Thailand is nearly 94%-95% Theravada Buddhist (which includes the Thai Forest Tradition and the Dhammayuttika Nikaya and Santi Asoke sects), with minorities of Muslims (5-6%), Christians (1%), Mahayana Buddhists, and other religions.Thai Theravada Buddhism is supported and overseen by the government, with monks receiving a number of government benefits, such as free use of the public transportation infrastructure.
Buddhism in Thailand is strongly influenced by traditional beliefs regarding ancestral and natural spirits, which have been incorporated into Buddhist cosmology. Most Thai people own spirit houses, miniature wooden houses in which they believe household spirits live. They present offerings of food and drink to these spirits to keep them happy. If these spirits aren't happy, it is believed that they will inhabit the larger household of the Thai, and cause chaos. These spirit houses can be found in public places and in the streets of Thailand, where the public make offerings.
The Thai people, or formerly Siamese, are the main ethnic group of Thailand and are part of the larger Tai ethnolinguistic peoples found in Thailand and adjacent countries in Southeast Asia as well as southern China. Their language is the Thai language, which is classified as part of the Tai–Kadai family of languages, and the majority of Thai are followers of Theravada Buddhism. The term Thai people may also refer to the population of Thailand in general, and not only to ethnic Thais. Today, "Thai people" usually includes Central and Southern Thai (Siamese proper), Northern Thai (Lanna) and Isan people (strictly speaking Western Lao).[citation needed]
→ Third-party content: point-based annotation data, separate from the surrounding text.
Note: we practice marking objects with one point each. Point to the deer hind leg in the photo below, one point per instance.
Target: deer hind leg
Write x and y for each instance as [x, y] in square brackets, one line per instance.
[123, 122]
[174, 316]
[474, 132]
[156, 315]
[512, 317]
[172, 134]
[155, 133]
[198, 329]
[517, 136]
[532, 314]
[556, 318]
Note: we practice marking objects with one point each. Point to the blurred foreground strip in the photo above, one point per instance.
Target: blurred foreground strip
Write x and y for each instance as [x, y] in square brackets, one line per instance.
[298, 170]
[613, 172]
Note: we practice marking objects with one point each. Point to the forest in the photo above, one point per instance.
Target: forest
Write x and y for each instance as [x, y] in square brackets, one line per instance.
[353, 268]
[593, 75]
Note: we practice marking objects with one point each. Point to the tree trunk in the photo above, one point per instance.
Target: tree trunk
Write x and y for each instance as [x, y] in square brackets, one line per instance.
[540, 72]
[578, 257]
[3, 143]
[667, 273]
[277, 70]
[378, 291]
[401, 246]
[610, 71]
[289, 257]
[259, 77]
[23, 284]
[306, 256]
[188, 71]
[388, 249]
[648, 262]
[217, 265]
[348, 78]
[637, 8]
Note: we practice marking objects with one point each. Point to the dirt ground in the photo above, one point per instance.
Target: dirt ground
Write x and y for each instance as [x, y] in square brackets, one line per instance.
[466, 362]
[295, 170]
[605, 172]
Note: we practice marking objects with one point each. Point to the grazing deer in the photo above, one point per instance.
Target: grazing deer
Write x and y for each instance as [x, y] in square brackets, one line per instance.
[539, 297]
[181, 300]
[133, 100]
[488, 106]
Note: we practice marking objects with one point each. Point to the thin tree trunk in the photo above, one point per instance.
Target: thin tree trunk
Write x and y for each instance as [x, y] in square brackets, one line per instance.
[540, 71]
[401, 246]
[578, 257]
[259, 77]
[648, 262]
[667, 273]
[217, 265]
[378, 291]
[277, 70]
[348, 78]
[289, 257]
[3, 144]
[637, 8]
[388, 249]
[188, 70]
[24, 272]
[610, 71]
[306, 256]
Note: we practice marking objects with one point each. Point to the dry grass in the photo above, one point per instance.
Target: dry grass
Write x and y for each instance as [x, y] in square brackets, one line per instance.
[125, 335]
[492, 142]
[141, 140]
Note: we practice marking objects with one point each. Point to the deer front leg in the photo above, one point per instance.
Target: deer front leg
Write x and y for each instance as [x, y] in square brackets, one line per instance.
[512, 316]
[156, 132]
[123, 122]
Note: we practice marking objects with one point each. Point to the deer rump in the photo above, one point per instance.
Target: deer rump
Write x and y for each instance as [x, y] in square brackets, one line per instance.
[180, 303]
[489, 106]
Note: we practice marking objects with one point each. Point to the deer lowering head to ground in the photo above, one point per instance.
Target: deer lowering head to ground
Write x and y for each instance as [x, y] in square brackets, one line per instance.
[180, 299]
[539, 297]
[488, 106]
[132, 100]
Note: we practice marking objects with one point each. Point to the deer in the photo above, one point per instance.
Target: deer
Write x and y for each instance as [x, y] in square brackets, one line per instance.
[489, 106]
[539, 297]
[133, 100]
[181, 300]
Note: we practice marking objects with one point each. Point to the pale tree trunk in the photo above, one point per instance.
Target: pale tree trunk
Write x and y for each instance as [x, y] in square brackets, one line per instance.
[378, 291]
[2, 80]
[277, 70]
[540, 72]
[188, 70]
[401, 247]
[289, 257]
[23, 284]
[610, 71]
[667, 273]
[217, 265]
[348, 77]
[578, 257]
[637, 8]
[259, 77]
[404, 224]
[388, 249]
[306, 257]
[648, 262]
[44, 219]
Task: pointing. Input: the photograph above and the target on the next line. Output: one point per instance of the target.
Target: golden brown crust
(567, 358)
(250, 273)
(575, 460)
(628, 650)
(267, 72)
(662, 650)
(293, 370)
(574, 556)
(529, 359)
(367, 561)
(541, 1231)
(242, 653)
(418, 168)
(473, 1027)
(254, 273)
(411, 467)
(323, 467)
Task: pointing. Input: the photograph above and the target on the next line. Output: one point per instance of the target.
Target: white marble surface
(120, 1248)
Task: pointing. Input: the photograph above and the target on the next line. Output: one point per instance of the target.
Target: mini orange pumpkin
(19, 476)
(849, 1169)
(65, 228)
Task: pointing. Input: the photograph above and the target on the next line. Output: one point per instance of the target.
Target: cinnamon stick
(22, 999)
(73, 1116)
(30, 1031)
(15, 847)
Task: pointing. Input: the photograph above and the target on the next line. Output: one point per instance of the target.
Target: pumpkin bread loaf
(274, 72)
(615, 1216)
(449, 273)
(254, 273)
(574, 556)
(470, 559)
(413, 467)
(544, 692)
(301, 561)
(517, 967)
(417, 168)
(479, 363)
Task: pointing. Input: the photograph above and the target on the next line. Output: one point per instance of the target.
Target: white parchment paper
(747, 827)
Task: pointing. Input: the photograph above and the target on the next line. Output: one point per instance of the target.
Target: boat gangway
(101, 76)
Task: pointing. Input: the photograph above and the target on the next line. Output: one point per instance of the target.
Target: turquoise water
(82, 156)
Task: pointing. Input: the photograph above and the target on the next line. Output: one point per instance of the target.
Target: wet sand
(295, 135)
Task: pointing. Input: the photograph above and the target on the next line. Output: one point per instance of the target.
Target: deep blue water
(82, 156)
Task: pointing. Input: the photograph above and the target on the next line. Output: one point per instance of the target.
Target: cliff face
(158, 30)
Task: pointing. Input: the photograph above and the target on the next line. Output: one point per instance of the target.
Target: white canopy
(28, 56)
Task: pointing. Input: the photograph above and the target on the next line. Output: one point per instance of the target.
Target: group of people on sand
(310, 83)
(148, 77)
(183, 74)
There have been many theories proposing the origin of the Tai people, especially the association of the Tai people with the Kingdom of Nanzhao that has been proved to be invalid. Linguistic studies suggested that the origin of the Tai people lies around the Chinese Province of Guangxi, where the Zhuang people are still a majority. The ancient Tai people should be the part of Chinese Nanyue or "southern barbarians". The Qin dynasty founded Guangdong in 241 BC, initiating the successive waves of Chinese migrations from the north for hundred years to come.